Using the sum formula,
$$r_1+r_2+r_3+r_4=-\dfrac{a_3}{a_4}.$$
Here $a_3=-10$ and $a_4=a$, so
$$2=-\dfrac{-10}{a}=\dfrac{10}{a}.$$
Therefore,
$$a=5.$$
Since $n=4$, the product formula gives
$$r_1r_2r_3r_4=(-1)^4\dfrac{a_0}{a_4}=\dfrac{c}{a}.$$
The given product is $5$, so
$$5=\dfrac{c}{5}\quad\Rightarrow\quad c=25.$$
Because $(x-1)$ is a factor, the Factor Theorem gives
$$f(1)=0.$$
Substitute $a=5$ and $c=25$:
$$f(x)=5x^4-10x^3+bx+25.$$
Then
$$f(1)=5-10+b+25=0.$$
Therefore,
$$20+b=0\quad\Rightarrow\quad b=-20.$$
Final answer:
$$a=5,\qquad b=-20,\qquad c=25.$$
EXAMPLE 5 (Constructing a Polynomial from Roots)
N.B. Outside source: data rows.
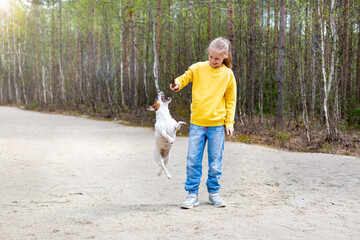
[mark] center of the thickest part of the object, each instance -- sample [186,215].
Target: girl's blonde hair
[223,45]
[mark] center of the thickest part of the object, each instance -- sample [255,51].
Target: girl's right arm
[183,80]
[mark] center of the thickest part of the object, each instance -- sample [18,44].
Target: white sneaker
[191,201]
[215,199]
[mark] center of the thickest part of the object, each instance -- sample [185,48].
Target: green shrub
[283,137]
[32,106]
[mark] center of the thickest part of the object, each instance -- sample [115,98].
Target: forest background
[296,62]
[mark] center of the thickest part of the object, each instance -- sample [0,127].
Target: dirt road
[64,177]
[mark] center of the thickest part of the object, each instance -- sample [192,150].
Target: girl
[212,108]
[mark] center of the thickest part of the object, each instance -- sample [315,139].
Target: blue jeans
[197,140]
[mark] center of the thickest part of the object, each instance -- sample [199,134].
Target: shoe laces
[191,196]
[215,196]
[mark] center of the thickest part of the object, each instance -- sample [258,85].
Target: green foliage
[32,106]
[283,137]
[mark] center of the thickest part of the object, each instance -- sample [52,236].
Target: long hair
[223,45]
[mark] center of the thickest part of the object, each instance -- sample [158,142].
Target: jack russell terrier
[165,131]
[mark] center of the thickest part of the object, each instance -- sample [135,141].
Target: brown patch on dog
[164,152]
[154,107]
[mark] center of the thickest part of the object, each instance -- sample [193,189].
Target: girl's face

A monic cubic polynomial has roots $2$, $-1$, and $4$. Find the polynomial.
Solution:
Since the roots are $2$, $-1$, and $4$, the factored form is
$$f(x)=(x-2)(x+1)(x-4).$$
First multiply two factors:
$$(x-2)(x+1)=x^2-x-2.$$
Now multiply by the third factor:
$$f(x)=(x^2-x-2)(x-4).$$
Expanding:
$$f(x)=x^3-4x^2-x^2+4x-2x+8.$$
Therefore,
$$f(x)=x^3-5x^2+2x+8.$$
Check using Vieta:
$$2+(-1)+4=5,$$
so the coefficient of $x^2$ should be $-5$, which agrees with the result.